His eyes narrowed. “We could pay it for her.”
“I tried,” Merrie replied. “Ivy’s proud. She won’t accept what she thinks of as charity.”
“So she works nights and weekends to supplement that pitiful amount of money her aunt left her,” he grumbled. “At least one of those mechanics she keeps books for is married and loves to run around with young women.”
“He did ask Ivy out,” Merrie replied.
He looked even angrier. “And?”
“She accidentally dropped a hammer on his foot,” Merrie chuckled. “He limped for a week, but he never asked Ivy out again.

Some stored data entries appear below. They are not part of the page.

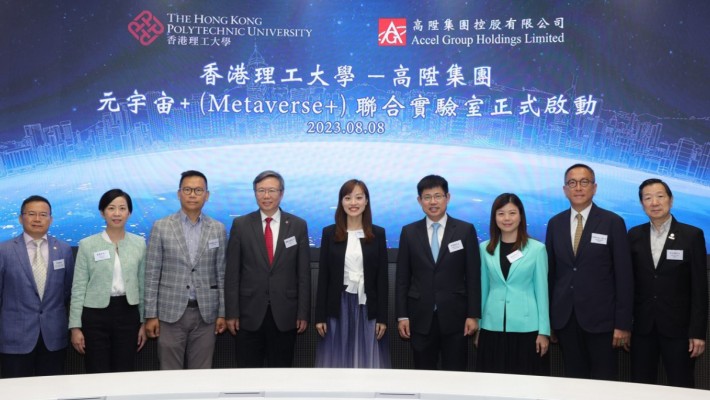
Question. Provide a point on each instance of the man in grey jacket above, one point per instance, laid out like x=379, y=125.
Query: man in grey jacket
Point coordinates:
x=184, y=280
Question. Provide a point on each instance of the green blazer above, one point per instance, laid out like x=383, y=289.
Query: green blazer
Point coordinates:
x=92, y=279
x=523, y=297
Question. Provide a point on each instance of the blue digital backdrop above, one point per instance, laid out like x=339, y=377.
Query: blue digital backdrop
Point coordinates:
x=496, y=96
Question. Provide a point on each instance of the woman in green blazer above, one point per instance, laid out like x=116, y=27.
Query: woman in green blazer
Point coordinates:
x=107, y=293
x=515, y=323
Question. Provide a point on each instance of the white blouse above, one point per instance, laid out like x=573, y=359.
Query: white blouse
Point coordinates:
x=117, y=288
x=354, y=276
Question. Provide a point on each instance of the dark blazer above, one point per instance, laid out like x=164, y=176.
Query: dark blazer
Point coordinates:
x=23, y=316
x=452, y=283
x=674, y=295
x=598, y=283
x=331, y=272
x=251, y=284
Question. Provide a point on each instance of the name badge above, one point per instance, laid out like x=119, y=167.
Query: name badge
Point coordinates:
x=58, y=264
x=290, y=242
x=455, y=246
x=598, y=238
x=674, y=255
x=514, y=256
x=102, y=255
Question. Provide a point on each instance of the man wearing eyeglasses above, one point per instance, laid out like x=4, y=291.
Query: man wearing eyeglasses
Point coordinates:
x=590, y=280
x=268, y=279
x=184, y=280
x=438, y=287
x=36, y=272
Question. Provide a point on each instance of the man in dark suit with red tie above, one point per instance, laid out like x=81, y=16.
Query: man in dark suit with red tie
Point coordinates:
x=438, y=288
x=671, y=291
x=590, y=280
x=268, y=279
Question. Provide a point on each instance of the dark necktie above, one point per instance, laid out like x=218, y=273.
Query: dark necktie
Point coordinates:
x=435, y=240
x=269, y=239
x=577, y=233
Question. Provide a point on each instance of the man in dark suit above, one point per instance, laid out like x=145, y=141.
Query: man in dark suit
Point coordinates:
x=438, y=288
x=671, y=291
x=36, y=272
x=590, y=280
x=268, y=278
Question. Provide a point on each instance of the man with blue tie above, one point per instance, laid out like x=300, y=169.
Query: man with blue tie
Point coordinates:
x=36, y=272
x=590, y=280
x=438, y=288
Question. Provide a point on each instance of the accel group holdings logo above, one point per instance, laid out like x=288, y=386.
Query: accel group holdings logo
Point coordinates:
x=146, y=28
x=392, y=32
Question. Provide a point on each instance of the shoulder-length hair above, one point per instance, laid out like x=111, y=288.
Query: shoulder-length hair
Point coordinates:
x=498, y=203
x=341, y=218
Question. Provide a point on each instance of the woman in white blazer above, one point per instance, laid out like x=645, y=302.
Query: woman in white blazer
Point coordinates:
x=515, y=323
x=107, y=293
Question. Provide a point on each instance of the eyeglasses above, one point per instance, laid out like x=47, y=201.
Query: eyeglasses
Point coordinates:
x=188, y=191
x=261, y=192
x=33, y=214
x=572, y=183
x=438, y=197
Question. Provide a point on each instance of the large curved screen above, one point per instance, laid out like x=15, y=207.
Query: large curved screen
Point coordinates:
x=496, y=96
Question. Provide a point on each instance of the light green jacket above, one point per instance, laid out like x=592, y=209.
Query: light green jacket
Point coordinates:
x=93, y=279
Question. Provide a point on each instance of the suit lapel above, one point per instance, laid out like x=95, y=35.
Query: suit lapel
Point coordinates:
x=284, y=232
x=566, y=233
x=668, y=245
x=205, y=234
x=23, y=257
x=423, y=235
x=176, y=226
x=52, y=254
x=589, y=227
x=496, y=257
x=258, y=234
x=448, y=234
x=514, y=265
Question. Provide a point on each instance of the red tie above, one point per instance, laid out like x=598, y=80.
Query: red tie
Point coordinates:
x=269, y=238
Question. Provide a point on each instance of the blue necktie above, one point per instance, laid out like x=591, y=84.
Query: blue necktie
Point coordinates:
x=435, y=240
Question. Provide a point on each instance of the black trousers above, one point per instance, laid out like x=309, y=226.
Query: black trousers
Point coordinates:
x=267, y=343
x=646, y=349
x=427, y=348
x=585, y=354
x=111, y=336
x=39, y=362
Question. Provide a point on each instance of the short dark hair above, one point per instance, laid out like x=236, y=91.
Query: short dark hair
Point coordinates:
x=190, y=173
x=523, y=236
x=269, y=174
x=653, y=181
x=32, y=199
x=111, y=195
x=579, y=165
x=431, y=182
x=341, y=218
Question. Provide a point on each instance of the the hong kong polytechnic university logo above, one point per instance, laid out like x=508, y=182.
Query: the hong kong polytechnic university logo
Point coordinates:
x=146, y=28
x=392, y=32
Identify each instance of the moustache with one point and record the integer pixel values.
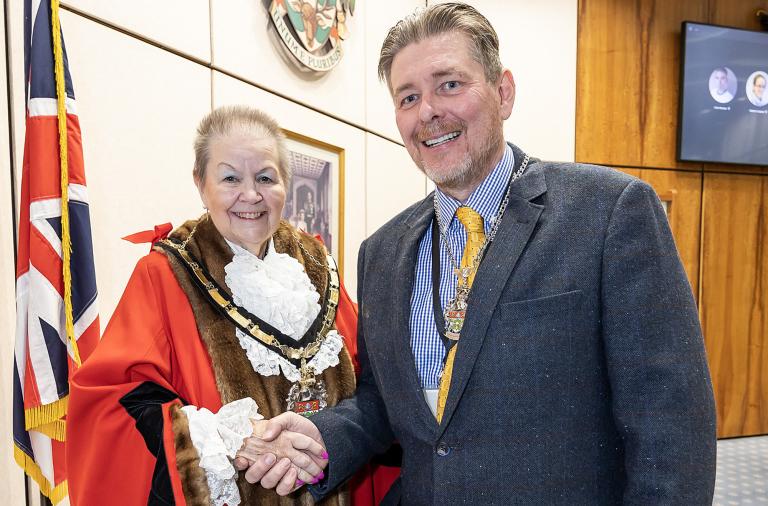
(438, 128)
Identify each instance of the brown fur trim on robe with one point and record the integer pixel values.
(235, 377)
(193, 480)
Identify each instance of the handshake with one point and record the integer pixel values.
(283, 453)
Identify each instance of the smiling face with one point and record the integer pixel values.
(449, 116)
(243, 189)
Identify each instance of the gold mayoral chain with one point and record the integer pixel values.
(456, 310)
(308, 395)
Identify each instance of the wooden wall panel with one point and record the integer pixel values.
(628, 69)
(627, 81)
(682, 192)
(733, 299)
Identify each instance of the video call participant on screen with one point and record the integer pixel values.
(527, 332)
(719, 85)
(758, 96)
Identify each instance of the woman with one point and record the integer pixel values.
(231, 314)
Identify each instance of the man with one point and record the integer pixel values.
(579, 376)
(719, 85)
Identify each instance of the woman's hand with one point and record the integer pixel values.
(292, 457)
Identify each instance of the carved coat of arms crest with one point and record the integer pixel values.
(312, 30)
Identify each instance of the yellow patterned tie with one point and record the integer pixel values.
(473, 223)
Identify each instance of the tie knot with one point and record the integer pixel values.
(471, 219)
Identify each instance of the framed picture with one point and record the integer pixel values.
(315, 198)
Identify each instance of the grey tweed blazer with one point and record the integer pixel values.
(580, 377)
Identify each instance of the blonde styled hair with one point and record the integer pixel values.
(237, 119)
(439, 19)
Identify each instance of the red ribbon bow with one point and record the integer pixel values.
(159, 233)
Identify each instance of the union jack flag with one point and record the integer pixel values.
(53, 281)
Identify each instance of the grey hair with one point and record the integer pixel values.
(228, 120)
(438, 19)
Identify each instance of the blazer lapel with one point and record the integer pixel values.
(406, 253)
(514, 232)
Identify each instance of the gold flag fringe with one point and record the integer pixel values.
(55, 494)
(66, 240)
(46, 414)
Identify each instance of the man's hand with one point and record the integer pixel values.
(284, 453)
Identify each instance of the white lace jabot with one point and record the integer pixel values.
(278, 290)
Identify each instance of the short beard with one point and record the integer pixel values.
(468, 172)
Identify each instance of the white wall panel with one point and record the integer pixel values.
(183, 25)
(243, 46)
(12, 483)
(538, 43)
(138, 107)
(393, 181)
(228, 91)
(379, 18)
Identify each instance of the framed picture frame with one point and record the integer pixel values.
(315, 198)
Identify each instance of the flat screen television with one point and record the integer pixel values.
(723, 95)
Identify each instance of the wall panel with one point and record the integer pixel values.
(183, 25)
(393, 181)
(733, 299)
(320, 127)
(138, 107)
(628, 81)
(379, 18)
(627, 107)
(243, 45)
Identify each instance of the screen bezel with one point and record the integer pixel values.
(681, 91)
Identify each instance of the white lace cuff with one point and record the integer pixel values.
(217, 438)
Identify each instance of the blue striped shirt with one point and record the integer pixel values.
(428, 349)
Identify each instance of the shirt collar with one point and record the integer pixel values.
(486, 198)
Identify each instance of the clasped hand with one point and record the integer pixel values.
(283, 453)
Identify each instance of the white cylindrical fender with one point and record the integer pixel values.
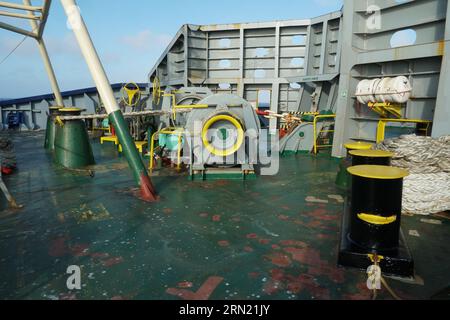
(386, 90)
(365, 91)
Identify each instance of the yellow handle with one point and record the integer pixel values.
(377, 220)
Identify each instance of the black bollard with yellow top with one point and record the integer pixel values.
(372, 220)
(343, 179)
(72, 147)
(371, 157)
(50, 133)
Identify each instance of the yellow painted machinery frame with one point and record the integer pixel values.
(316, 133)
(381, 129)
(131, 94)
(169, 131)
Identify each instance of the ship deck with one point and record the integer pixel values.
(272, 238)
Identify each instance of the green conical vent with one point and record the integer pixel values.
(50, 133)
(72, 147)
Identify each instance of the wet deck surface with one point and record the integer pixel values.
(218, 240)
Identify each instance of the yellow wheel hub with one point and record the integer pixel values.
(239, 139)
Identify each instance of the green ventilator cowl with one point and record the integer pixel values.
(50, 133)
(72, 147)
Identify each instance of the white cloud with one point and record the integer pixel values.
(145, 40)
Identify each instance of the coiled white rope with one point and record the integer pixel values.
(427, 189)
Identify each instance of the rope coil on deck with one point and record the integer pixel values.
(427, 189)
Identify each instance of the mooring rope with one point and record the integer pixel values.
(427, 189)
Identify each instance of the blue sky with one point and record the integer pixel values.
(129, 36)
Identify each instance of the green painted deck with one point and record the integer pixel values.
(253, 240)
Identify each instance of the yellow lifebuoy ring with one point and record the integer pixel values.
(233, 149)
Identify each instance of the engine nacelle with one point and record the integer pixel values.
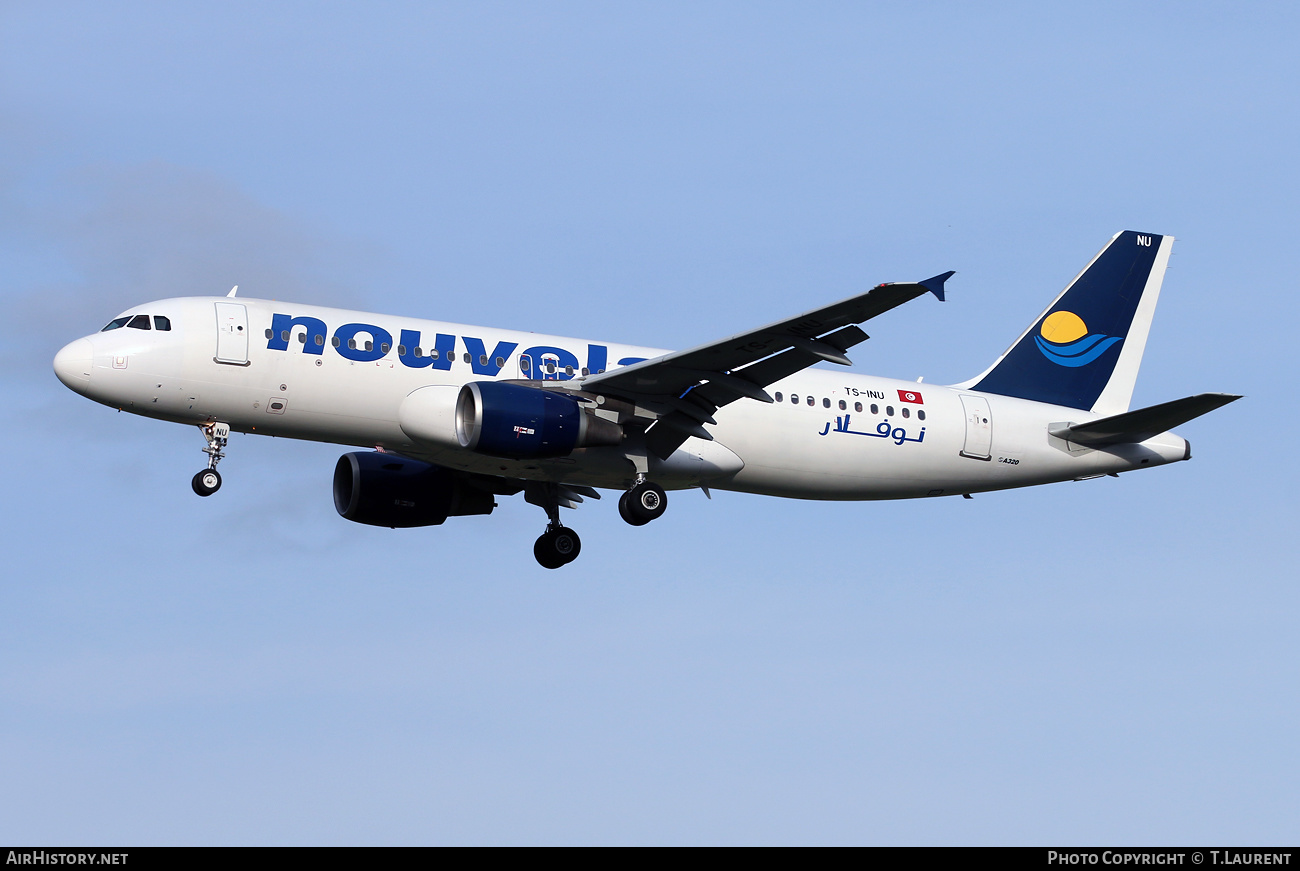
(389, 490)
(525, 423)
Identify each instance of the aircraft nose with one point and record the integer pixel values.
(72, 364)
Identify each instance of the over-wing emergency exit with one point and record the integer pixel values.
(456, 416)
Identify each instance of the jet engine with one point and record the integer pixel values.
(506, 420)
(389, 490)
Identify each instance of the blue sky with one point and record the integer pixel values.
(1108, 662)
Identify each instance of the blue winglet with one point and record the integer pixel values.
(936, 284)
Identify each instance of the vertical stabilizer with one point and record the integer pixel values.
(1084, 350)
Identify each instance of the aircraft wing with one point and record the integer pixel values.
(685, 388)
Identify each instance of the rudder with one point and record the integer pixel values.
(1086, 349)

The other men had a lot of fun at his expense.”
He felt a reluctant admiration for their houseguest. If she’d been older, his interest might have taken a different form. But he had to remember her age.
“Rachel called her today harping about the probate,” she said slowly. “I expect that’s why she had the migraine. Rachel worries her to death.”
“She needs to learn to stand up to her sister.”
“Ivy isn’t like that. She loves Rachel, in spite of the way she’s been treated by her. She doesn’t have any other relatives left. It must be lonely for her.”